In our testbed, the server
and the software switch were co-located on the same machine. Note that, by
reducing the time required for rule installation to a minimum, our tested
emulates a scenario that is particularly hard for fingerprinting.
Collection of Data
To collect timing information based on
our features, we deployed 20 remote clients across the globe that
exchange UDP-based probe packet trains with the local server.
Notice that we
rely on UDP for transmitting packets since Internet gateways may filter TCP SYN
or ICMP packets. Each probe train consists of:
• A CLEAR packet signaling the
start of the measurements. Upon reception of this packet, the controller
deletes all the entries stored within the flow tables of the OpenFlow switches
in Pcs. • After one second2 since the transmission of the CLEAR packet, the
client transmits four MTU-sized packet pairs.
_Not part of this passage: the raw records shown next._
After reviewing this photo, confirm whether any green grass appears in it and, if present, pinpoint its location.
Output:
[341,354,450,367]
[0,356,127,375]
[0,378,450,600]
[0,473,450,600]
Here, different packet pairs are
sent with an additional second of separation.
• After one second since the
transmission of the last packet pair, another CLEAR packet is sent to clear all
flow tables.
• Two packets separated by one second finally close the probe
train. We point out that all of our probe packets belong to the same network
flow,
i.e., they are crafted with the same packet header. For each received
packet of every train, the local server issues a short reply (e.g., 64 bytes).
We maintain a detailed log of the timing information relevant to the sending
and reception of the exchanged probe packets.
When measuring dispersion, we
account for out-of-order packets; this explains negative dispersion values. For
each of our 20 clients, we exchange 450 probe trains on the paths Pcs and Psc
to the server.
Half of these probe trains are exchanged before noon, while the
remaining half is exchanged in the evening. In our measurements, we vary the
number of Open Flow switches that need to be configured in
Reaction to the exchanged probe packets.
Namely, we consider the following four cases where a probe packets triggers the
reconfiguration of some of the Open Flow switches:
(1) one hardware switch,
(2)
two hardware switches,
(3) three hardware switches, and
(4) the software
switch.
We remark that the choice of the configured hardware switches in our
test bed (cf. Figure 1) has no impact on the measured features since we ensure
that the remaining hardware switches have already matching rules installed.
Furthermore, we remark that packets of a probe train only traverse the software
switch in case (4), i.e., when it is configured. In total, our data collection
phase lapsed from April 27, 2015 until October 27, 2015, in which 869,201 probe
packets were exchanged with our local server using all clients/configurations,
amounting to almost 0.66 GB of data.